While beans are cooking, bring a small pot of salted water to a boil. Blanch nettles for about half a minute and then plunge in a bowl of icy water. Strain nettles, discard ice water and return nettles to the bowl. Save the dark green juice that collects from the strained nettles at the bottom of the bowl. You can pick the leaves and discard the stems of wild nettles, but with tender cultivated farm nettles, I chop the whole thing. Add chopped nettles and the juice to the soup just before serving. Adjust with just a squeeze of lemon.
To finish, place one poached or fried-poached egg in each serving bowl and ladle the bright green nettle bean soup over the egg. Garnish with toasted torn bread and a drizzle of mushroom oil. Enjoy.
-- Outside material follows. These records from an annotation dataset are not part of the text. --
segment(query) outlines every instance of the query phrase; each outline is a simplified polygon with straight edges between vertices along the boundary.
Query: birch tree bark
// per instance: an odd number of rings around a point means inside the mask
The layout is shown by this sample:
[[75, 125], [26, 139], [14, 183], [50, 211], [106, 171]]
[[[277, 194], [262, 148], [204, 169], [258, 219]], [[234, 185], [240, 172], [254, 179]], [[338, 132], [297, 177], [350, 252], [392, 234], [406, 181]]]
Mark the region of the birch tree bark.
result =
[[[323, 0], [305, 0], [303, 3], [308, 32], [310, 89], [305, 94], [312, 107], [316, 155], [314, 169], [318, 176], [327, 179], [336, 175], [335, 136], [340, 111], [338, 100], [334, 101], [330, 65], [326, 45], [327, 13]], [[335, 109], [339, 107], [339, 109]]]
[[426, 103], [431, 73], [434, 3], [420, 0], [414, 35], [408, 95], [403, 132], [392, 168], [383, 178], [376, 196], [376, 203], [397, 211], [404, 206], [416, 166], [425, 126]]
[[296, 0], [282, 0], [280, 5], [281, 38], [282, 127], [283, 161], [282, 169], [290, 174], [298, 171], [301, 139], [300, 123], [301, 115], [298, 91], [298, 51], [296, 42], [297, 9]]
To make fried-poached eggs: In a smoking hot pan, crack an egg in oil and fry lightly before adding a ladle of boiling hot, salty pasta water and a few drops of vinegar. Turn off the burner to let the egg poach in the hot water. It’s surprising that the yolks never break—it looks so violent for something so delicate when you add the boiling water to the hot oiled pan, but the eggs taste great. A traditional poached egg might be easier and less of a mess to clean up at home, but we do the fried-poached eggs at the restaurant.
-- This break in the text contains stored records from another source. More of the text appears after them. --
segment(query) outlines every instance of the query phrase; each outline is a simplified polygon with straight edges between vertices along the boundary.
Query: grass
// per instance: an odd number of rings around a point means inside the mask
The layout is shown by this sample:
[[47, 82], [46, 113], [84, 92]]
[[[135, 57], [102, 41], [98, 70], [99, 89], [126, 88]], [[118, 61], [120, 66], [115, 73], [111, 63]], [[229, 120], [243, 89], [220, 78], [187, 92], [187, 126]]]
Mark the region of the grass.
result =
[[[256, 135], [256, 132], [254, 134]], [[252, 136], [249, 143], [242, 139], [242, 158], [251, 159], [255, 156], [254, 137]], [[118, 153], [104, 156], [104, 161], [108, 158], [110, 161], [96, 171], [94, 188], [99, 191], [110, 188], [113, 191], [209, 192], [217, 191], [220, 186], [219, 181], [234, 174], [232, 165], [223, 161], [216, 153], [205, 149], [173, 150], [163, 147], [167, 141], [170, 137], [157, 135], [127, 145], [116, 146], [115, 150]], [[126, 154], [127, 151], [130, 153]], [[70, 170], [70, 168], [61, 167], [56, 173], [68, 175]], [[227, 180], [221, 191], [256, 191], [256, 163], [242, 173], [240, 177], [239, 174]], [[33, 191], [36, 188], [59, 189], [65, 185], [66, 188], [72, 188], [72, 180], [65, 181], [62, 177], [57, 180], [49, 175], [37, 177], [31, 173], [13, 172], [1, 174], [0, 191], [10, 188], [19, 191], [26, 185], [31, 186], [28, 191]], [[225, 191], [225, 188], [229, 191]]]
Stinging nettles Leeks Garlic Cannellini beans Farm eggs Vegetable stock Sprigs of thyme, tied together Lemon Porcini oil Olive oil Old bread Salt
Stinging Nettle Tagliatelle with Nettle and Leek Cream and Breadcrumbs
Courtesy Brad Briske, chef at La Balena, Carmel-by-the-Sea
Serves 4
To make pasta: In a bowl, sift and whisk together flour and semolina. Make a well in the middle. Add the egg and nettle water to the well. Bring together with a wooden spoon, adding a little more nettle water if needed to incorporate all the flour, but the dough should not feel wet or tacky. Knead the dough; it should have an elastic property. Wrap with plastic and let rest in the refrigerator for at least 20 minutes.
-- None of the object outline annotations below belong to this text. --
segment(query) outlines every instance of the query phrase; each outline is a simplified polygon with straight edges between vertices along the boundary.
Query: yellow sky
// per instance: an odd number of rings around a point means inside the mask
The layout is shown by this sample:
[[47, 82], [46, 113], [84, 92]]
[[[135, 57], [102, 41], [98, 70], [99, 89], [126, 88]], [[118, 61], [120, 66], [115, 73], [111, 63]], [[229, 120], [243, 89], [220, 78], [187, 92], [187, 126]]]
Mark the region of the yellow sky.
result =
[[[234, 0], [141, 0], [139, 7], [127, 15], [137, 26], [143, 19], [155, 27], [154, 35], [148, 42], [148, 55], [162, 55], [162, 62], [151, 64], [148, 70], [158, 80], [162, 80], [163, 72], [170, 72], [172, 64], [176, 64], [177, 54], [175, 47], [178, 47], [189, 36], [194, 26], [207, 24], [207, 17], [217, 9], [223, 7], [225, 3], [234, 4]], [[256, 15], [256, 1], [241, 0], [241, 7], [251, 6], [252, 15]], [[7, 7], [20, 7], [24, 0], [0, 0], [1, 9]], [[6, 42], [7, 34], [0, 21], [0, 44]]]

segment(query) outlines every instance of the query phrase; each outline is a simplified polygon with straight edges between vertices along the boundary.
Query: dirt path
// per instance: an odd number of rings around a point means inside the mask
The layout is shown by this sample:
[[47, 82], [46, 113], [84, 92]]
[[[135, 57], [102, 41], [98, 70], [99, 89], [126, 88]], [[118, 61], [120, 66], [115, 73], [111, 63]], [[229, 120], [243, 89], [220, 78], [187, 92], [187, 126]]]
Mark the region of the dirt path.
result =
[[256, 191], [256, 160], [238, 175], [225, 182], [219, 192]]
Roll out the pasta with a rolling pin or even a wine bottle, but a store-bought pasta roller is by far the fastest. We use an attachment for the KitchenAid mixer at La Balena to get the dough pretty thin, but not to the thinnest setting. Dust a wood surface with semolina and roll, cut and fold the dough into 9-inch-by-4inch rectangles. Dust with semolina and fold the rectangles again so you can slice ¼-inch ribbons. You should end up with long, thin ribbons of pasta in the style of tagliatelle.
To make sauce: Slice leeks into ¼-inch rounds. Sweat in olive oil until nice and soft but not colored. When the leeks are nice and buttery, add sliced garlic. Cook 1–2 more minutes. Add cream and reduce by half. Add vegetable stock to thin out the sauce. This is how you make a light cream sauce that actually has flavor without killing your stomach. Add blanched chopped nettles and simmer together 10 more minutes. Finish with chopped thyme and any remaining nettle liquid.
To assemble: In heavily salted boiling water, cook the pasta until it’s perfect. This happens fast, but not as fast as most people think. Toss with nettle cream sauce. Cook one more minute to finish the pasta in the sauce, then plate.
Garnish with porcini oil and Roman-style breadcrumbs toasted with Meyer lemon.
4 ounces high performer pasta flour 4 ounces semolina 1 farm egg 1–2 bunches nettles 2 ounces nettle water from blanched, strained nettles* Leeks Garlic Cream Vegetable stock Thyme Porcini oil Roman-style breadcrumbs toasted with Meyer lemon**
*See soup recipe on p. 22 for notes on blanching the nettles
** To make breadcrumbs: Pulse day-old bread in a food processor until it resembles crumbs. Heat oil in a large frying pan and fry pulsed bread until golden. Add a little more oil as well as garlic and Meyer lemon zest. Finish in oven until slightly more golden brown and crisp.